Analysis: improving the accuracy of election forecasts

Donald P. Green

Suppose you want to forecast the outcome of an election. If the election is a week or two away, a survey is typically your best bet.

What sorts of people should you try to survey? If you ask most media or academic pollsters, the proper way to draw a representative sample of the adult population is to use random digit dialing (RDD). By placing calls to randomly generated telephone numbers, so the argument goes, the pollster gives every adult an equal chance of being interviewed.

If you ask most political pollsters, they'll say this approach is needlessly expensive. Rather than troll randomly for registered voters, political pollsters draw their target sample by selecting names from registration lists. This approach uses registration-based samples (RBS).

Both camps harrumph at each other when they meet at conferences of public opinion researchers, each dismissing the other's polls as unreliable. But what if the two approaches were pitted against one another in a head-to-head comparison? Which type of poll would provide the most accurate forecast?
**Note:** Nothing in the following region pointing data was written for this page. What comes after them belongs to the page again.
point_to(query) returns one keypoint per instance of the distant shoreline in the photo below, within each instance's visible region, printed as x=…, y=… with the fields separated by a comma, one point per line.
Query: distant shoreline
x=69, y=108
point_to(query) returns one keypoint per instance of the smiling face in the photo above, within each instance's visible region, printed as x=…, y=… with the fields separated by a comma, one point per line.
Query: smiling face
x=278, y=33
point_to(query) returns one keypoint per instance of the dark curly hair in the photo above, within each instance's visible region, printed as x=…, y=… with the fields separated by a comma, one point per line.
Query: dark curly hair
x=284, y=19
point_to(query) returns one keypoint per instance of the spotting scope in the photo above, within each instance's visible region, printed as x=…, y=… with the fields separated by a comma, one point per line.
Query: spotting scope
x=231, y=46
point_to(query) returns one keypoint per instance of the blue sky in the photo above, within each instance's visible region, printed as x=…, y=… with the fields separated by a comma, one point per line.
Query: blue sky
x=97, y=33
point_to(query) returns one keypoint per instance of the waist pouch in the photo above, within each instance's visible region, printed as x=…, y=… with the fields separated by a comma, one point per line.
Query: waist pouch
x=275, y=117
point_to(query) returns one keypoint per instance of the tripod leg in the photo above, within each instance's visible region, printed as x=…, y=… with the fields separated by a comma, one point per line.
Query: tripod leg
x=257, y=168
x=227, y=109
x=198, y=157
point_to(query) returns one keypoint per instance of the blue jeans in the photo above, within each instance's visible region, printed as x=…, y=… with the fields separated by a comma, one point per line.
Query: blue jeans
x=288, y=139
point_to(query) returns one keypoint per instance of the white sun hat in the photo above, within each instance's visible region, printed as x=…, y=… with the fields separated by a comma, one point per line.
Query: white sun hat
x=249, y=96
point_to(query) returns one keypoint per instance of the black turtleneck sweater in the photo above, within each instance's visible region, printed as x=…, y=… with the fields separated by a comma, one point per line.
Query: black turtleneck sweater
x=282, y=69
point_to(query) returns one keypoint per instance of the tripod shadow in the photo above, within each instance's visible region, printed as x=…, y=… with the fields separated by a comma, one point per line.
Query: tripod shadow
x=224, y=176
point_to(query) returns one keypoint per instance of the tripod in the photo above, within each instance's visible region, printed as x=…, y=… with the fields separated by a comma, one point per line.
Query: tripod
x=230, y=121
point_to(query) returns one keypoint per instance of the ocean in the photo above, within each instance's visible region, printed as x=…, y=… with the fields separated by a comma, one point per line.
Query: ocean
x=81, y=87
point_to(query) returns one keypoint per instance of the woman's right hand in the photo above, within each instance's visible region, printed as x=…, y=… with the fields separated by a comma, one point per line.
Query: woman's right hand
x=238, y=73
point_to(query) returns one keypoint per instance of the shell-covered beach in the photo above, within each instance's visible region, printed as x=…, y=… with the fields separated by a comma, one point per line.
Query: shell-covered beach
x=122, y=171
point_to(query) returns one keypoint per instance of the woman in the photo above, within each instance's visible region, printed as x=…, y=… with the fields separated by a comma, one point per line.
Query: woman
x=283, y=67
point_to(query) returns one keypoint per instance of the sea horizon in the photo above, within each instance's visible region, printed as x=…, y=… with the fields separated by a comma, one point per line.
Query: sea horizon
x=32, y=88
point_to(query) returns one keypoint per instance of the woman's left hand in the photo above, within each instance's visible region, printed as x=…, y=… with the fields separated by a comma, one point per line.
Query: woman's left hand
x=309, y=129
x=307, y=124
That's the question we sought to answer with financial support from the Smith Richardson Foundation, a Connecticut-based organization that funds policy related research. In collaboration with pollsters at The Washington Post, Quinnipiac University in Hamden, Conn., and CBS News, we orchestrated four parallel RDD and RBS polls during the weeks leading up to the November 2002 elections. The Post conducted simultaneous RDD and RBS polls in anticipation of the Maryland governor's race. Quinnipiac did likewise for the gubernatorial races in Pennsylvania and New York. CBS used both types of surveys to forecast gubernatorial and congressional races in South Dakota.

Give the edge to RBS. Not only did RBS surveys perform better in terms of predictive accuracy, they also were substantially less expensive.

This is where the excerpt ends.